PowerFM

May 14, 2026 · View on GitHub

PowerFM is an open-source repository for foundation models in the power and energy domain. It both maintains original projects and collects community-contributed open-source projects, featuring fine-tuned and domain-trained models for tasks like load forecasting, fault detection, grid simulation, and agent control.
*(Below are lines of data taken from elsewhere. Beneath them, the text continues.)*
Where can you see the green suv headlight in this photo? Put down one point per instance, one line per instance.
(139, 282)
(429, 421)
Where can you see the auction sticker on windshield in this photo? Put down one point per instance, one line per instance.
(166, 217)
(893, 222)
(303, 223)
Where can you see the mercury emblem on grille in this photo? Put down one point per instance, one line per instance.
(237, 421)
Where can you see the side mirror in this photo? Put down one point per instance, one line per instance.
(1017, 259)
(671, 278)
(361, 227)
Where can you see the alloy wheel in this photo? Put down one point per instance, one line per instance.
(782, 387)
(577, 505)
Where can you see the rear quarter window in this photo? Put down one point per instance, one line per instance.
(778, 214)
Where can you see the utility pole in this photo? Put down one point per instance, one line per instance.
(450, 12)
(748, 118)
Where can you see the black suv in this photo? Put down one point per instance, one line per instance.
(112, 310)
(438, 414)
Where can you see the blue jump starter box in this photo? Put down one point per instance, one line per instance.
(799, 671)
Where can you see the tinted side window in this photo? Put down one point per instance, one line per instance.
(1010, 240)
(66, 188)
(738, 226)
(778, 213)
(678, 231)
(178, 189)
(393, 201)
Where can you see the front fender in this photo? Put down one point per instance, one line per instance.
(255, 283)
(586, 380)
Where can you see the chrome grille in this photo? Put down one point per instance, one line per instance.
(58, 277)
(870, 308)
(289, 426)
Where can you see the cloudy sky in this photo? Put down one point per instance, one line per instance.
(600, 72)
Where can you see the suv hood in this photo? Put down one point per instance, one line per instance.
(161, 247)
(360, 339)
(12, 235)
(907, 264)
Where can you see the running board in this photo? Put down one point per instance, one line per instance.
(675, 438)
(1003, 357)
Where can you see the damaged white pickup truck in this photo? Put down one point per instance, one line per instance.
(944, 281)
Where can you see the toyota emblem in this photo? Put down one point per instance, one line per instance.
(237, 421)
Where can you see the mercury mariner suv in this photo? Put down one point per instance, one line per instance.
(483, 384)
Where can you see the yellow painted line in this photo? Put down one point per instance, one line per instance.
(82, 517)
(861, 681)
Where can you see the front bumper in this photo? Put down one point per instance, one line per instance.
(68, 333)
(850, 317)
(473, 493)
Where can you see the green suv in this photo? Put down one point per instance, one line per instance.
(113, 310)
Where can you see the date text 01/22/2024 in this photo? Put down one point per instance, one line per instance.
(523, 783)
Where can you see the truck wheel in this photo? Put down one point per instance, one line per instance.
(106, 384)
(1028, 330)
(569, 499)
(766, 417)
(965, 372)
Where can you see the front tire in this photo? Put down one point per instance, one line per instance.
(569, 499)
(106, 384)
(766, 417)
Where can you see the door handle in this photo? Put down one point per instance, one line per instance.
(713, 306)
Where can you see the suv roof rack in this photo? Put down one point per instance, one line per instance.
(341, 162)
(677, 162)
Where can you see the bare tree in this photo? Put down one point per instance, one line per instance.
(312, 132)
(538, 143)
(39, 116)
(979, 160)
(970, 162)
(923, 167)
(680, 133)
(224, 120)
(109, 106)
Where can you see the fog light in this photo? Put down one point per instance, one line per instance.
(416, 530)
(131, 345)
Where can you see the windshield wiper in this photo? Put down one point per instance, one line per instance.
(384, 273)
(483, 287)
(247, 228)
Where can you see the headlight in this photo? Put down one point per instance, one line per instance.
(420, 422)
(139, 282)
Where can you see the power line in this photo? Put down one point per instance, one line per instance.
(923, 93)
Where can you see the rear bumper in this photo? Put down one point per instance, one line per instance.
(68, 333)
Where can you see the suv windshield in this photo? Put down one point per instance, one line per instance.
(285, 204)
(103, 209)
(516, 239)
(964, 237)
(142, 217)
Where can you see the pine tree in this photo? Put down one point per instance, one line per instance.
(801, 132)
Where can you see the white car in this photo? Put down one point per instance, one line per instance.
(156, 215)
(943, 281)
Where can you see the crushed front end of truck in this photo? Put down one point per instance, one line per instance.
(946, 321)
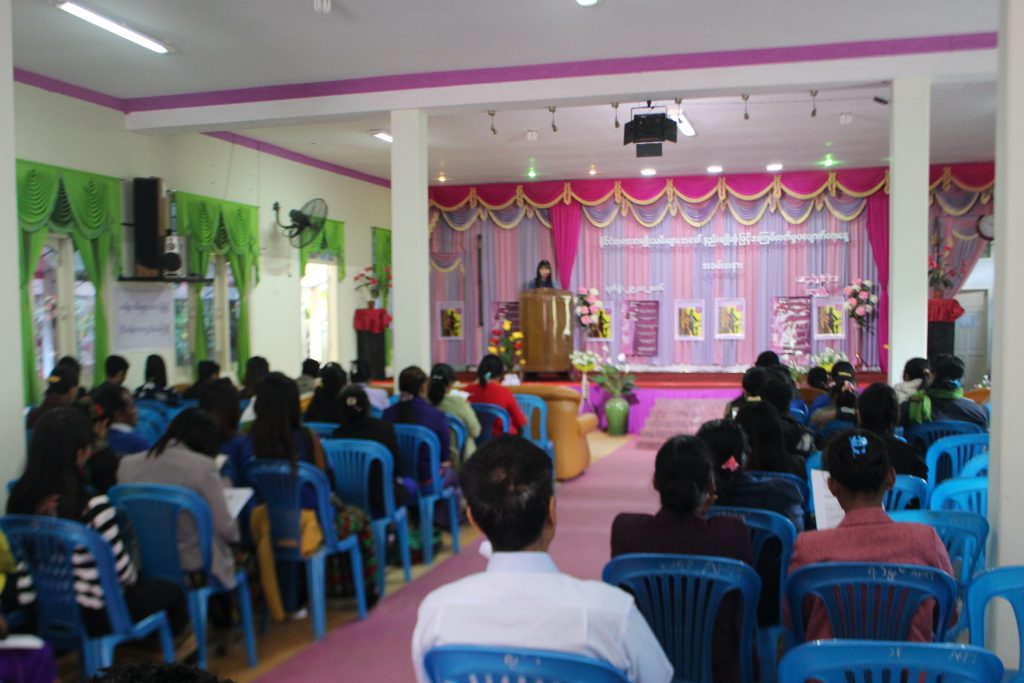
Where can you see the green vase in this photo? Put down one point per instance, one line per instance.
(616, 412)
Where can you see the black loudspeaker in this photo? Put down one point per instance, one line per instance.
(148, 248)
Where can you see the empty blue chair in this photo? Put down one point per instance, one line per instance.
(349, 461)
(766, 525)
(487, 414)
(873, 662)
(46, 546)
(469, 664)
(680, 597)
(415, 442)
(906, 491)
(156, 511)
(280, 487)
(869, 600)
(947, 456)
(968, 494)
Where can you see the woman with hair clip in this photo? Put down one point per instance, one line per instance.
(859, 475)
(684, 479)
(488, 389)
(440, 396)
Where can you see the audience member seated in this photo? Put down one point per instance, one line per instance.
(857, 463)
(488, 389)
(880, 414)
(116, 402)
(521, 600)
(944, 398)
(184, 458)
(357, 423)
(738, 487)
(52, 485)
(764, 429)
(916, 376)
(360, 375)
(206, 371)
(326, 404)
(307, 380)
(684, 479)
(441, 397)
(156, 387)
(61, 390)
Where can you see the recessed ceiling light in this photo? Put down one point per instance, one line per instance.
(115, 28)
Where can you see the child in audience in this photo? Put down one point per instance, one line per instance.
(488, 389)
(52, 484)
(184, 458)
(439, 393)
(857, 463)
(684, 479)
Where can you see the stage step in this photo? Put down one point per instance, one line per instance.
(670, 417)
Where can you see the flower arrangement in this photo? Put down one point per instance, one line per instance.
(587, 306)
(507, 345)
(370, 280)
(861, 301)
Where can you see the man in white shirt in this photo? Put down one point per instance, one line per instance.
(522, 600)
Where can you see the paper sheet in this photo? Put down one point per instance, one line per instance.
(826, 509)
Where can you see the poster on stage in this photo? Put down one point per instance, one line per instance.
(730, 318)
(451, 315)
(829, 318)
(600, 328)
(689, 319)
(791, 327)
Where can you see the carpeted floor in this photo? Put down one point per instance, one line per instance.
(378, 648)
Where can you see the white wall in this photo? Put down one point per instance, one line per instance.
(58, 130)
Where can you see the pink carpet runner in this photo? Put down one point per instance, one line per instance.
(378, 648)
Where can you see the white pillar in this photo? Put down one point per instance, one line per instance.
(1006, 507)
(11, 399)
(410, 241)
(908, 152)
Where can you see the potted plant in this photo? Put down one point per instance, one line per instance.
(617, 383)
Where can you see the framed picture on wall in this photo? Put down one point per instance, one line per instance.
(689, 321)
(450, 317)
(828, 318)
(730, 318)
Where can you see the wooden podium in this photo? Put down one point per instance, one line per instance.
(547, 324)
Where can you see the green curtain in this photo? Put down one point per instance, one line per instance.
(85, 206)
(332, 242)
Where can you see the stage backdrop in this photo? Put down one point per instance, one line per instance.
(709, 256)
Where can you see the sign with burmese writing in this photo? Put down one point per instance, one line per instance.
(144, 317)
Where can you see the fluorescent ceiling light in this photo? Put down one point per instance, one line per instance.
(685, 127)
(115, 28)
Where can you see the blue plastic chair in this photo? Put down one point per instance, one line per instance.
(349, 461)
(869, 600)
(684, 625)
(156, 511)
(970, 494)
(46, 546)
(487, 414)
(469, 664)
(873, 662)
(929, 432)
(947, 456)
(766, 525)
(905, 492)
(322, 429)
(415, 441)
(280, 487)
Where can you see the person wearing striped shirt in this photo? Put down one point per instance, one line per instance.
(53, 485)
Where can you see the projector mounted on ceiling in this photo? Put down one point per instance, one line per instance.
(648, 129)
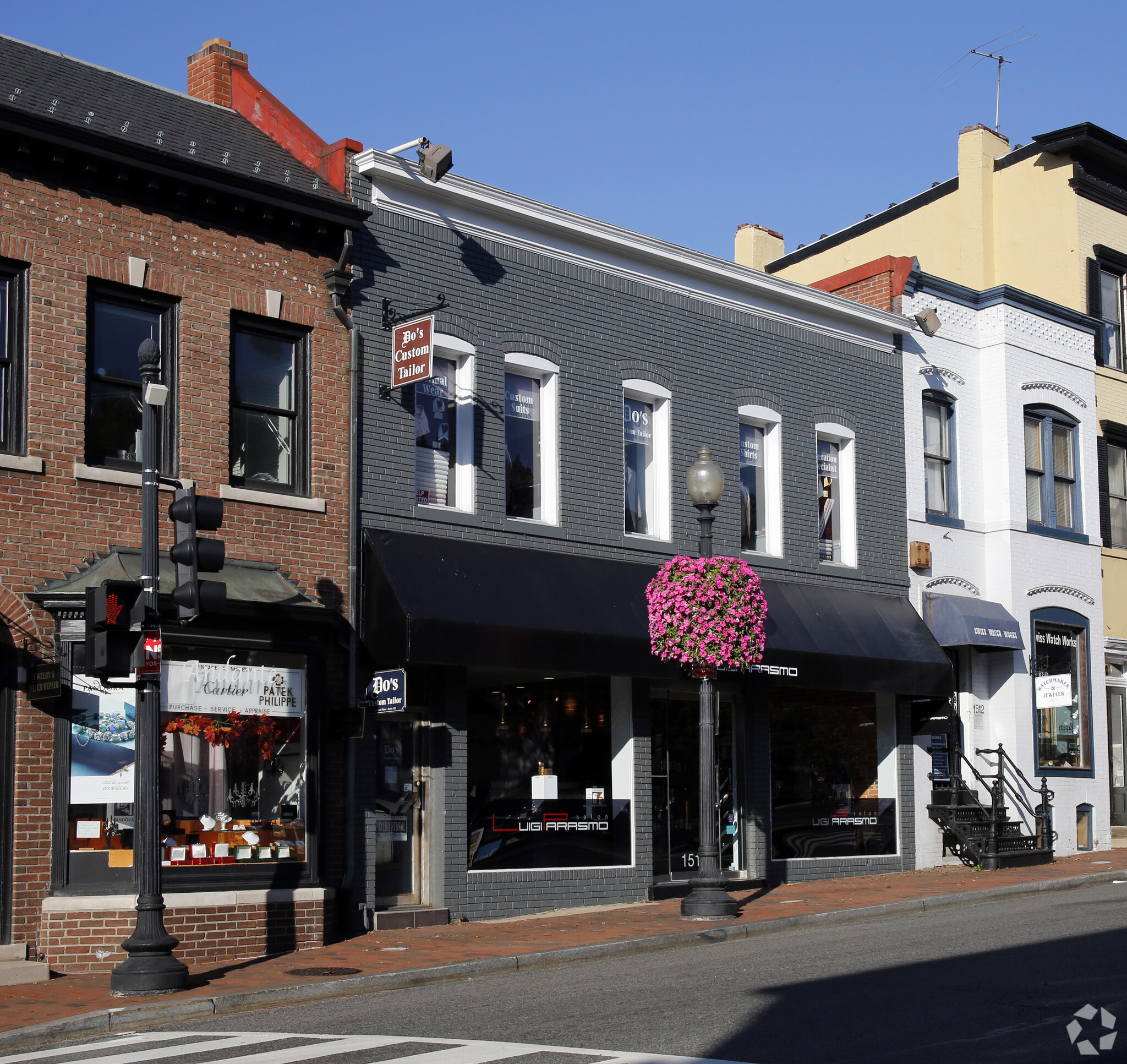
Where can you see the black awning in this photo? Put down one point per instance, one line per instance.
(458, 602)
(956, 621)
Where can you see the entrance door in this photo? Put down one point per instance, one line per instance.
(396, 821)
(1117, 733)
(675, 725)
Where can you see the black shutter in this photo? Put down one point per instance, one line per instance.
(1096, 304)
(1101, 460)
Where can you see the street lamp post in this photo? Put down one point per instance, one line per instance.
(150, 967)
(709, 899)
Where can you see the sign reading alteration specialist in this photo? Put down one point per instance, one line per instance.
(413, 352)
(387, 694)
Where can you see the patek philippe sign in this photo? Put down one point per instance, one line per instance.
(413, 352)
(387, 692)
(210, 688)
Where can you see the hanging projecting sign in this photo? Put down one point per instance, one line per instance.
(413, 352)
(210, 688)
(387, 692)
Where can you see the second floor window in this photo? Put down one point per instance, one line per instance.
(267, 408)
(1052, 492)
(116, 325)
(1117, 493)
(939, 469)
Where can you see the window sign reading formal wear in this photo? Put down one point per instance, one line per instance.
(113, 389)
(540, 778)
(522, 446)
(1117, 493)
(830, 544)
(829, 796)
(233, 760)
(638, 455)
(1061, 696)
(435, 436)
(752, 489)
(264, 410)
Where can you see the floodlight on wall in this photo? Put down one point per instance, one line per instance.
(929, 321)
(434, 159)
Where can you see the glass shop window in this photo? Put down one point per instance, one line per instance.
(233, 760)
(540, 778)
(830, 541)
(752, 489)
(833, 774)
(1061, 696)
(638, 444)
(522, 446)
(436, 438)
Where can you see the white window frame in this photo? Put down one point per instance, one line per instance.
(771, 423)
(847, 475)
(548, 373)
(659, 484)
(463, 472)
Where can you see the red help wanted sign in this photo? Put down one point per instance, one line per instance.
(412, 352)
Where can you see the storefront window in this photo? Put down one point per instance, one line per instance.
(638, 443)
(752, 489)
(833, 778)
(830, 544)
(1061, 696)
(233, 760)
(435, 438)
(540, 788)
(522, 446)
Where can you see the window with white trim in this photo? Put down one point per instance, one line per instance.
(531, 439)
(646, 459)
(760, 481)
(444, 429)
(836, 494)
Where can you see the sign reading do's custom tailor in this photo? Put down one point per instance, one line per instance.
(413, 352)
(210, 688)
(387, 692)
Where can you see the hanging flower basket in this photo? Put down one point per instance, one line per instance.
(707, 611)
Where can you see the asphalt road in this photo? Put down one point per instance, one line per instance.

🚀 Getting Started with PowerFM

OpenPowerBench: Transformer-based Foundation Models

Explore the Dataset and Benchmark for Power System Foundation Models Across Multiple Scales and Topologies

OpenPowerBench is a first-of-its-kind open-source, multi-task, cross-temporal dataset designed to support training and evaluation of foundation models in power systems. OpenPowerBench includes both topology-dependent tasks (e.g., power flow, optimal power flow, contingency analysis) and topology-independent tasks (e.g., load forecasting, price prediction), supported by a modular data generation pipeline for scalable benchmarking across synthetic and real-world scenarios.

Data Structure

Data Generation Pipeline

GridLDM: Language-Conditioned Latent Diffusion Models

Explore GridLDM for Cross-Domain Power-System Time-Series Synthesis

GridLDM is a unified latent diffusion framework for controllable power-system time-series generation across heterogeneous domains, including EV charging, commercial load, wind generation, solar generation, and transient voltage response. GridLDM learns a shared latent generative prior and uses natural-language prompts with cross-attention to condition synthetic time-series generation across different data lengths, temporal structures, and operating contexts.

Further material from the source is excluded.